📄 dct.v
字号:
/**********************************************************************
** -----------------------------------------------------------------------------**
** dct.v
**
** 8x8 discrete Cosine Transform
**
**
**
** Author: Latha Pillai
** Senior Applications Engineer
**
** Video Applications
** Advanced Products Group
** Xilinx, Inc.
**
** Copyright (c) 2001 Xilinx, Inc.
** All rights reserved
**
** Date: Feb. 10, 2002
**
** RESTRICTED RIGHTS LEGEND
**
** This software has not been published by the author, and
** has been disclosed to others for the purpose of enhancing
** and promoting design productivity in Xilinx products.
**
** Therefore use, duplication or disclosure, now and in the
** future should give consideration to the productivity
** enhancements afforded the user of this code by the author's
** efforts. Thank you for using our products !
**
** Disclaimer: THESE DESIGNS ARE PROVIDED "AS IS" WITH NO WARRANTY
** WHATSOEVER AND XILINX SPECIFICALLY DISCLAIMS ANY
** IMPLIED WARRANTIES OF MERCHANTABILITY, FITNESS FOR
** A PARTICULAR PURPOSE, OR AGAINST INFRINGEMENT.
** Module: dct8x8 :
** A 1D-DCT is implemented on the input pixels first. The output of this
** called the intermediate value is stored in a RAM. The 2nd 1D-DCT operation
** is done on this stored value to give the final 2D-DCT ouput dct_2d. The
** inputs are 8 bits wide and the 2d-dct ouputs are 9 bits wide.
** 1st 1D section
** The input signals are taken one pixel at a time in the order x00 to x07,
** x10 to x07 and so on upto x77. These inputs are fed into a 8 bit shift
** register. The outputs of the 8 bit shift registers are registered by the
** div8clk which is the CLK signal divided by 8. This will enable us to
** register in 8 pixels (one row) at a time. The pixels are paired up in an
** adder subtractor in the order xk0,xk7:xk1,xk6:xk2,xk5:xk3,xk4. The adder
** subtractor is tied to CLK. For every clk, the adder/subtractor module
** alternaltley chooses addtion and subtraction. This selection is done by
** the toggle flop. The ouput of the addsub is fed into a muliplier whose
** other input is connected to stored values in registers which act as
** memory. The ouput of the 4 mulipliers are added at every CLK in the
** final adder. The ouput of the adder z_out is the 1D-DCT values given
** out in the order in which the inputs were read in.

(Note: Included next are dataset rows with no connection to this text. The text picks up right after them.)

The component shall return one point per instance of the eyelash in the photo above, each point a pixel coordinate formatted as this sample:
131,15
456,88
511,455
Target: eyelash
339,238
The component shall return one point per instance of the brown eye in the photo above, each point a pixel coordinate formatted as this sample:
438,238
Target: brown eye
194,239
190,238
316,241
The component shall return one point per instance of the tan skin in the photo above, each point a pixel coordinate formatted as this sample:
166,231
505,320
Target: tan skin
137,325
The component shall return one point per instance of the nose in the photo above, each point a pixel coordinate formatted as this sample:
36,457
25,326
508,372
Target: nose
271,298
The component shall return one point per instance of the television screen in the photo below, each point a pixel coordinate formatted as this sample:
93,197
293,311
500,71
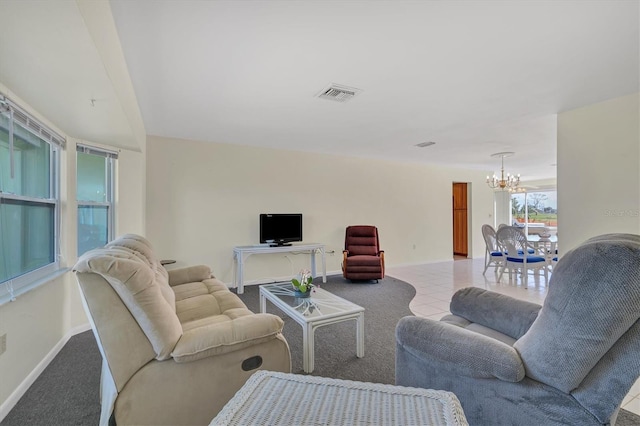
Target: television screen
278,229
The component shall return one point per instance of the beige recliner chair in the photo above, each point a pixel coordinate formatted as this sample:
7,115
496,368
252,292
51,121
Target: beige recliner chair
177,345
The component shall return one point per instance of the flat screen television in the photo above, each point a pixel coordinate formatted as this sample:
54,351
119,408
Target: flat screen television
280,229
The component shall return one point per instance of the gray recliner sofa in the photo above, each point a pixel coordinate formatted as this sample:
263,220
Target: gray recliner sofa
176,345
570,361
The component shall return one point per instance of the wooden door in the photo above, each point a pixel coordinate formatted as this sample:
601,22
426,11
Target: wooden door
460,219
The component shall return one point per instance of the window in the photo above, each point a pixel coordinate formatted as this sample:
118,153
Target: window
535,209
29,199
95,182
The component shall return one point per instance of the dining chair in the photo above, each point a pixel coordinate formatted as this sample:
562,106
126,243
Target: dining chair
519,254
492,255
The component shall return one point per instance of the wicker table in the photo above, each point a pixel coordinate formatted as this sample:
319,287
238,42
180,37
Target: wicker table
271,398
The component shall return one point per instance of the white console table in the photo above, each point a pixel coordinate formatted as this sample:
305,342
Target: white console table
241,253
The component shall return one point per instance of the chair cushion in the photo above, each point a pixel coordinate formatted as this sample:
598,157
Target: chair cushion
140,288
363,261
530,259
234,330
593,299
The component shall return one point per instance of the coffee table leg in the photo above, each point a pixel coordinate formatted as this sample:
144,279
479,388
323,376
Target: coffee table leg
360,335
308,348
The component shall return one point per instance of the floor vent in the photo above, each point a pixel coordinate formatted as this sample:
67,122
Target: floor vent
338,93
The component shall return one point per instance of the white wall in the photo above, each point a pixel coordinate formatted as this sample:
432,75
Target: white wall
598,170
205,198
38,322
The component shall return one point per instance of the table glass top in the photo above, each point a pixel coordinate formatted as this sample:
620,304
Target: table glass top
321,303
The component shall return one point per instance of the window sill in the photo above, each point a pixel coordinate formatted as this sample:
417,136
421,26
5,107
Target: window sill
6,298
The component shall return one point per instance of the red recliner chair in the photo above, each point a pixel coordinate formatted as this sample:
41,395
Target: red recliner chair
362,258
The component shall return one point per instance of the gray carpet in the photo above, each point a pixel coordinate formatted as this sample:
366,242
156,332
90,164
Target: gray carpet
67,392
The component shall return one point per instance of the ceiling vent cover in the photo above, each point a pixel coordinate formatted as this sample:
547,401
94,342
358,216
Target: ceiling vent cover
425,144
338,93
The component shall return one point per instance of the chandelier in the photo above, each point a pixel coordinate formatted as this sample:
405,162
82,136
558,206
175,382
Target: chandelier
510,182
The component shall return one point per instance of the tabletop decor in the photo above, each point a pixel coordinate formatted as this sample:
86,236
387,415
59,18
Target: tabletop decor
302,284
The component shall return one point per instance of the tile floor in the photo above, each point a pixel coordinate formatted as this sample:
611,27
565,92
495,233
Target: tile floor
435,283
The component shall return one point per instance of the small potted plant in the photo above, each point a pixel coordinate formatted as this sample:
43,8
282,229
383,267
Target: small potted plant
302,284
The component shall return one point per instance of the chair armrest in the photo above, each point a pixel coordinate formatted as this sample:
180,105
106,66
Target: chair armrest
465,352
505,314
226,336
189,274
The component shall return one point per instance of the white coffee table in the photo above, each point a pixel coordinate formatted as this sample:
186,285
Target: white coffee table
322,308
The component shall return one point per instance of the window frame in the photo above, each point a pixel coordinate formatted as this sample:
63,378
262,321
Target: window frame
110,171
20,284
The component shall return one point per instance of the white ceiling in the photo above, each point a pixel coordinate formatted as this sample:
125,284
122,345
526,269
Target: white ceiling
476,77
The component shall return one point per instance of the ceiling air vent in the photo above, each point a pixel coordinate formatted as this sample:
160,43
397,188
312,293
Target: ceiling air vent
425,144
338,93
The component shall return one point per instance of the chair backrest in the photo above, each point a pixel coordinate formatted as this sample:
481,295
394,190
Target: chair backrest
130,267
512,240
586,338
362,240
489,235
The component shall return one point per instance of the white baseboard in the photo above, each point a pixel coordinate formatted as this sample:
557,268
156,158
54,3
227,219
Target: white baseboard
15,396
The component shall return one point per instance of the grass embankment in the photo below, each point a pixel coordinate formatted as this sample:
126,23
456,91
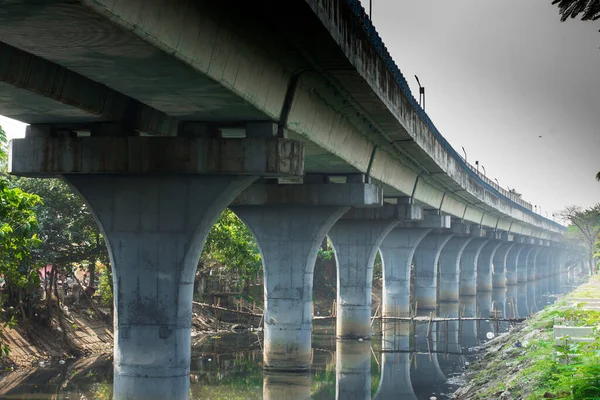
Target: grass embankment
528,364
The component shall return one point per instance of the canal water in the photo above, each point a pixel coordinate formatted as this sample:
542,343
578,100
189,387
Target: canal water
403,360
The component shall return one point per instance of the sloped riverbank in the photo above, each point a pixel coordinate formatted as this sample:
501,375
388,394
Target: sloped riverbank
545,357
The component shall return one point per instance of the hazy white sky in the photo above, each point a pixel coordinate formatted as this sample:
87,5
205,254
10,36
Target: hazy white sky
499,74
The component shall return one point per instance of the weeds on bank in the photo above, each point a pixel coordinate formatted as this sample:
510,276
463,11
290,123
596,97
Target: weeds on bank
570,371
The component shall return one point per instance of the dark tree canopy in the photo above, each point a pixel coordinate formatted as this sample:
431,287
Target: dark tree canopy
588,9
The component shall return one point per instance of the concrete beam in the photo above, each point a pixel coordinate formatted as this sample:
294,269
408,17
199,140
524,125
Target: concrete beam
64,96
333,194
46,156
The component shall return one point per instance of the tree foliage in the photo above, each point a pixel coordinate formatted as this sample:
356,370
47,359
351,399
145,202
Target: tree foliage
18,226
67,229
588,9
585,228
231,246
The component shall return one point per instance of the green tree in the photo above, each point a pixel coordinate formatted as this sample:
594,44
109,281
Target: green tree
585,228
588,9
230,245
18,226
67,229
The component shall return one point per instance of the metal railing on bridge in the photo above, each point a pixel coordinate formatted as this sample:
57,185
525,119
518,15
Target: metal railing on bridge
377,42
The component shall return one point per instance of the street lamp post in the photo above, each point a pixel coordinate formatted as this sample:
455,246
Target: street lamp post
421,93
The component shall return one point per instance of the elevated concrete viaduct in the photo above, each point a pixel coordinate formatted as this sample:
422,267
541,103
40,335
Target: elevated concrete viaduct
161,114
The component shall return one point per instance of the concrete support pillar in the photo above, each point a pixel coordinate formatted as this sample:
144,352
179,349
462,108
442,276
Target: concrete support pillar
484,308
154,228
532,297
395,362
542,263
468,266
512,262
426,269
511,307
523,263
286,386
397,250
449,262
468,329
356,243
499,264
531,263
522,301
288,238
353,370
289,223
484,265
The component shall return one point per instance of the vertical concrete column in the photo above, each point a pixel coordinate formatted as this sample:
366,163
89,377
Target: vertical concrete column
395,362
522,300
468,329
512,261
523,263
426,269
531,263
353,370
449,262
484,265
468,266
286,386
512,294
499,264
484,308
356,243
154,228
542,263
288,237
532,296
397,250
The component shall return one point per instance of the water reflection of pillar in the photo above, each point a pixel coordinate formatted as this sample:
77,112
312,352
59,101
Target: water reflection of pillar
286,386
499,309
426,376
395,363
448,342
353,370
468,329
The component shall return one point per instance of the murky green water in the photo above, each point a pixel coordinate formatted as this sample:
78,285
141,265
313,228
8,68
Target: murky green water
402,360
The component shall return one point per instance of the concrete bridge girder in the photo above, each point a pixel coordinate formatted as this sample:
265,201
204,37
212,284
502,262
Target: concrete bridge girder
192,42
500,263
155,223
289,223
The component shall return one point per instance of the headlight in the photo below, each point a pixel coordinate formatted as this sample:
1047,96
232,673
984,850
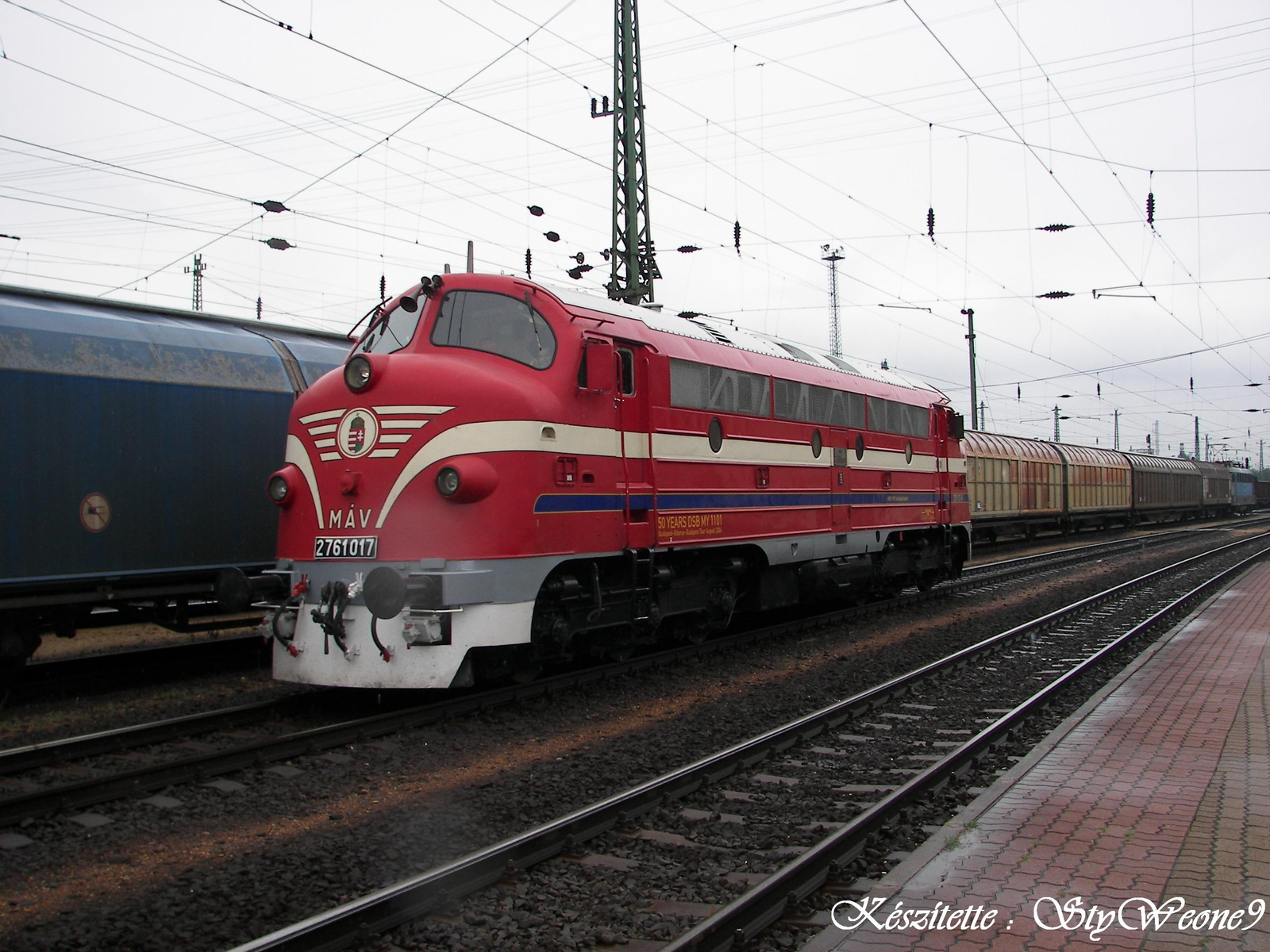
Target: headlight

** It takes 8 clks to read in the first set of inputs, 1 clk to register
** inputs,1 clk to do add/sub, 1clk to get absolute value,
** 1 clk for multiplication, 2 clk for the final adder. total = 14 clks to get
** the 1st z_out value. Every subsequent clk gives out the next z_out value.
** So to get all the 64 values we need 11+63=74 clks.
** Storage / RAM section
** The ouputs z_out of the adder are stored in RAMs. Two RAMs are used so
** that data write can be continuous. The 1st valid input for the RAM1 is
** available at the 15th clk. So the RAM1 enable is active after 15 clks.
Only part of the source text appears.